Quantos os astros que há no céu?
Quantas as portas de saída do Inferno
E quais as de entrada nos céus?”
 
Esdras:
-“Eu nunca desci aos infernos,
Nem fui chamado ao Paraíso!”
 
Uriel:
-“E as árvores das florestas tramavam
Para invadir os mares e possuir a tudo,
E era assim tal juízo,
E as ondas dos mares subir as montanhas sonhavam...
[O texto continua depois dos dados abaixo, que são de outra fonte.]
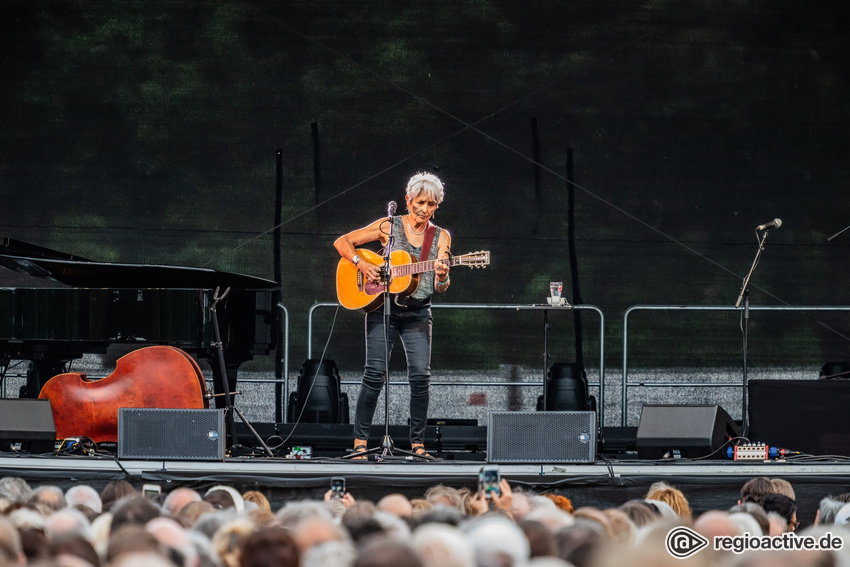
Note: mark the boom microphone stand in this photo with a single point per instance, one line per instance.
(387, 448)
(744, 296)
(228, 399)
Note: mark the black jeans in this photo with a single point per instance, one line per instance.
(414, 328)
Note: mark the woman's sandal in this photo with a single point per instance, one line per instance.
(361, 448)
(419, 450)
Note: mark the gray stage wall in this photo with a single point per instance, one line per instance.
(147, 132)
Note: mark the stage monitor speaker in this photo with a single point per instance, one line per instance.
(683, 430)
(28, 422)
(175, 434)
(541, 437)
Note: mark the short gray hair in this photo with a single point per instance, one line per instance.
(427, 183)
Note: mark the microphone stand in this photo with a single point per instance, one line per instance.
(744, 297)
(228, 400)
(842, 231)
(387, 447)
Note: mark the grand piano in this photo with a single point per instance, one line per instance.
(103, 304)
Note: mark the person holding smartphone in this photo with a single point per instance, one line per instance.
(486, 500)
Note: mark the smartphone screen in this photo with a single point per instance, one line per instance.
(488, 481)
(337, 487)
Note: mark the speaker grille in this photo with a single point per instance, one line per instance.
(541, 437)
(178, 434)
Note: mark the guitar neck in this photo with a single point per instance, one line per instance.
(420, 267)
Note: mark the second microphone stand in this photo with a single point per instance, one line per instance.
(231, 407)
(744, 297)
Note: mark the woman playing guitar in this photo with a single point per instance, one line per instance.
(410, 317)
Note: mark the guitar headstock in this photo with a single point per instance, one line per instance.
(478, 259)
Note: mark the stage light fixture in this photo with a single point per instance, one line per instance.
(319, 398)
(566, 389)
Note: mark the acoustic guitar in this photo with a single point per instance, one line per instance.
(354, 292)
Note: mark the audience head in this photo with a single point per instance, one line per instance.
(177, 498)
(48, 497)
(14, 489)
(11, 548)
(755, 490)
(223, 497)
(68, 522)
(382, 551)
(640, 512)
(784, 506)
(756, 511)
(441, 495)
(133, 510)
(259, 499)
(396, 504)
(442, 545)
(716, 523)
(673, 497)
(782, 486)
(84, 495)
(497, 540)
(115, 491)
(270, 545)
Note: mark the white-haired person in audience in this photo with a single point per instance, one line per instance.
(68, 522)
(84, 495)
(441, 545)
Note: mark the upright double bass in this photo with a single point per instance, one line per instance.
(150, 377)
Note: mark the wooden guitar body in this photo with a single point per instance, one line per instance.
(354, 292)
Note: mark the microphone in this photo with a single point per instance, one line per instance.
(775, 223)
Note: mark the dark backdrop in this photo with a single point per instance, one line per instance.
(147, 132)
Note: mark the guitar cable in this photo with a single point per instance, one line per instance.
(313, 382)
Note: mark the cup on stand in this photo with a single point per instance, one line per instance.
(555, 289)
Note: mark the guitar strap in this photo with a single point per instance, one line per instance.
(427, 240)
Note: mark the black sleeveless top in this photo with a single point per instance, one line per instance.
(426, 279)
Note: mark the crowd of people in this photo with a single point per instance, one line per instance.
(447, 527)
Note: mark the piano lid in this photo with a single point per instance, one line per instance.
(71, 270)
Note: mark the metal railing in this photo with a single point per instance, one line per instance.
(494, 306)
(630, 310)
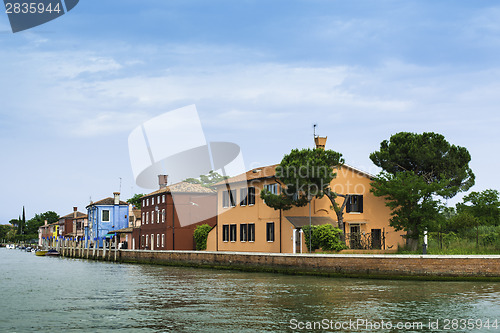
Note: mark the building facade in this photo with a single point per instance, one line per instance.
(104, 217)
(245, 223)
(170, 215)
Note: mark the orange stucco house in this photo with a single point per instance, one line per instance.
(245, 223)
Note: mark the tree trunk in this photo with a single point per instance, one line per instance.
(339, 211)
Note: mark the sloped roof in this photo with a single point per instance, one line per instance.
(257, 173)
(137, 213)
(183, 187)
(270, 172)
(70, 216)
(108, 202)
(124, 230)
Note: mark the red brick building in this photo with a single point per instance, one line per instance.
(171, 214)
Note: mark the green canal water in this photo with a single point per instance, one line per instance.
(43, 294)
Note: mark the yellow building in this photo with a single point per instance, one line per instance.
(245, 223)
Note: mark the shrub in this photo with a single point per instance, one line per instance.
(325, 236)
(201, 236)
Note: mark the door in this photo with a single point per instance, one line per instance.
(298, 241)
(376, 239)
(355, 237)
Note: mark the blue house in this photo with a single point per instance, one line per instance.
(104, 217)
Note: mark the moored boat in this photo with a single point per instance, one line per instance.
(41, 253)
(52, 253)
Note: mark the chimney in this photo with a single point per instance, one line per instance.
(162, 180)
(320, 142)
(117, 197)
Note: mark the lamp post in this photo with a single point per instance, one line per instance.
(309, 198)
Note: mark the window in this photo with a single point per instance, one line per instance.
(243, 196)
(251, 196)
(105, 215)
(243, 232)
(354, 204)
(225, 233)
(232, 233)
(270, 231)
(272, 188)
(251, 232)
(229, 198)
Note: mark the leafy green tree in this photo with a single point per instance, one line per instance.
(418, 169)
(207, 180)
(201, 236)
(325, 237)
(485, 206)
(306, 174)
(38, 220)
(136, 200)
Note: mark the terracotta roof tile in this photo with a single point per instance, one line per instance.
(257, 173)
(183, 187)
(108, 201)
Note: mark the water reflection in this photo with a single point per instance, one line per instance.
(61, 294)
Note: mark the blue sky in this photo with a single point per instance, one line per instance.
(261, 73)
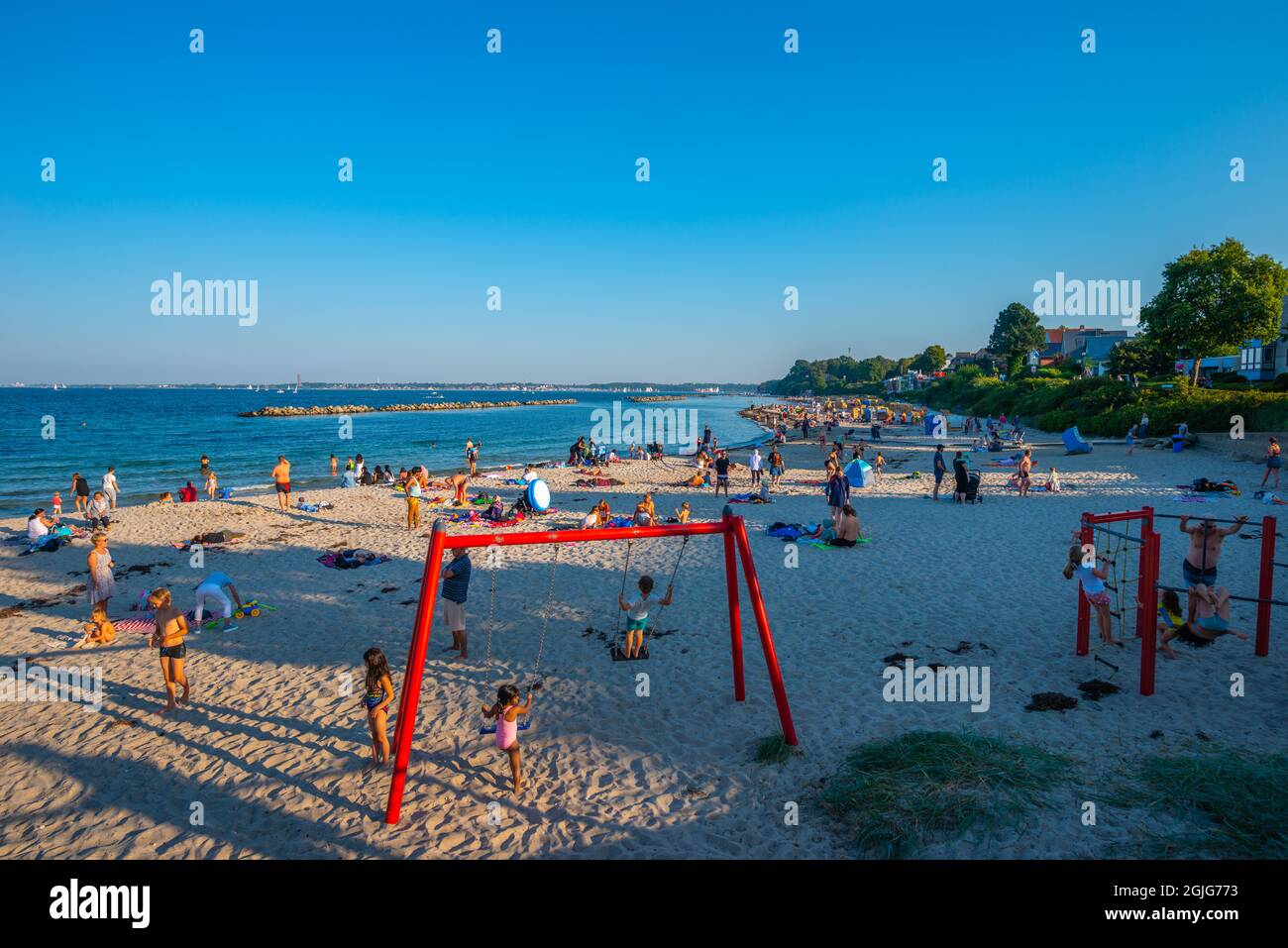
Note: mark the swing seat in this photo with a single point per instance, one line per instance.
(490, 728)
(619, 656)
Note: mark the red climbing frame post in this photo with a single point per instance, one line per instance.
(739, 689)
(1266, 583)
(767, 639)
(410, 699)
(1086, 536)
(729, 527)
(1146, 591)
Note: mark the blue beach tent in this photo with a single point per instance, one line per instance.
(858, 473)
(1073, 442)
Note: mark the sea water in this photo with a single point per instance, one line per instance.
(156, 437)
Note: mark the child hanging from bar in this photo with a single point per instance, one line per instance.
(638, 613)
(1093, 579)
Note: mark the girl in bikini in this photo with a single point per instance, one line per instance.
(167, 639)
(506, 711)
(377, 695)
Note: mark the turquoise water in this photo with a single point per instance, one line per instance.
(156, 437)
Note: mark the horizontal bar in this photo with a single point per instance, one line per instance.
(1117, 533)
(1201, 517)
(1117, 518)
(1241, 599)
(563, 536)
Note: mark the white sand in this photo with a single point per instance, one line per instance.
(273, 753)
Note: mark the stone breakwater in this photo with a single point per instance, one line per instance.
(292, 411)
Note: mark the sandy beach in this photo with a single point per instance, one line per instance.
(270, 754)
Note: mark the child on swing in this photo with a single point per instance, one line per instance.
(377, 694)
(506, 711)
(638, 612)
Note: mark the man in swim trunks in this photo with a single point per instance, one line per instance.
(213, 591)
(1201, 559)
(722, 473)
(456, 586)
(458, 481)
(282, 479)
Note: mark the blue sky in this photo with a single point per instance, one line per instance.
(518, 170)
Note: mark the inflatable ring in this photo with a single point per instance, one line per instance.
(539, 496)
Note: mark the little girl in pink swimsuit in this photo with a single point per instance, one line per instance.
(506, 711)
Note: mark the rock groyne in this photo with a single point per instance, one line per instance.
(287, 411)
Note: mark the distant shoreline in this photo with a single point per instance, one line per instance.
(287, 411)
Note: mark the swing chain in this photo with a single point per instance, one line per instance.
(545, 617)
(617, 622)
(648, 629)
(492, 557)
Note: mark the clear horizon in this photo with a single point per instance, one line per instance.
(516, 170)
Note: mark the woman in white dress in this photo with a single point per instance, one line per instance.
(102, 583)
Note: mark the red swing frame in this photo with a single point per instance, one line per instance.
(732, 528)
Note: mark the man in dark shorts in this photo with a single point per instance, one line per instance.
(722, 473)
(940, 468)
(282, 479)
(80, 487)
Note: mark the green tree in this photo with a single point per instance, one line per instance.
(1214, 299)
(1140, 356)
(1017, 331)
(932, 360)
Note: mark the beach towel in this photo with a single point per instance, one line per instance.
(213, 539)
(352, 559)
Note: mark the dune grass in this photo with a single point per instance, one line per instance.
(773, 750)
(1239, 797)
(893, 796)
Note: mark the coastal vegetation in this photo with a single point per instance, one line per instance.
(1212, 299)
(893, 796)
(1055, 399)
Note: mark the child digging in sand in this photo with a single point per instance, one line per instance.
(99, 630)
(506, 711)
(377, 694)
(167, 639)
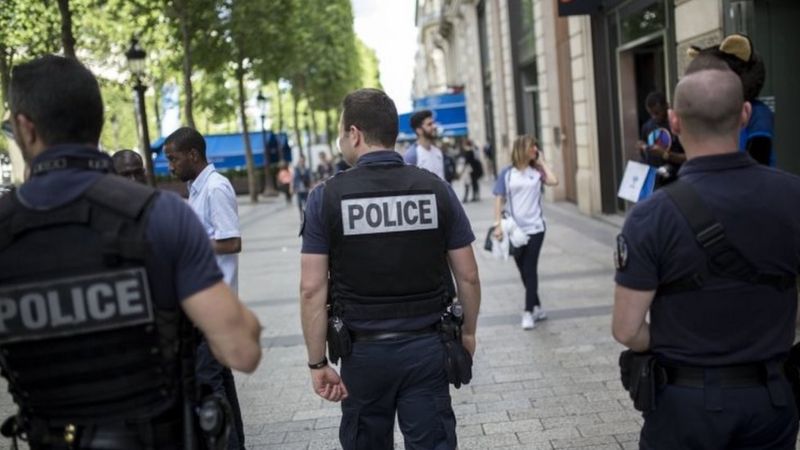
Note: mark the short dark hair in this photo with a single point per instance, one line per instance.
(61, 97)
(655, 98)
(372, 112)
(418, 117)
(185, 139)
Mas veio o fogo e consumiu tais árvores
E estas não tiveram escudos,
E as areias das praias bloquearam as ondas!”
 
Esdras:
-“Tolas estas árvores, pois delas são as florestas
E hediondas estas ondas, pois só podem viver nas águas!”
 
Uriel:
-“Veja que uma mulher que perdeu seu único filho
E sofria infindável mágoa
E no lugar onde ele padeceu surgiu uma cidade entre junquilhos!
Olha, lá voando, vindo dos mares, brilhante como brasas,
Uma águia com três cabeças e vinte asas!
E veja um homem pirofágico
Cuspindo fogo numa multidão!”
 
Esdras:
-“Mostra-me a interpretação e o significado mágico
destas visões aterradoras!
Se te apraz minha oração,
Conforta minh’alma sofredora...”
 
Uriel:
-“Escuta! Pois eu em tudo lhe instruirei
O que não podes compreender!
De modo claro lhe direi!”
 
E o Arcanjo desembaraçou as metáforas
E as metonímias, as hipérboles, as sinestesias
E um cem número de alegorias!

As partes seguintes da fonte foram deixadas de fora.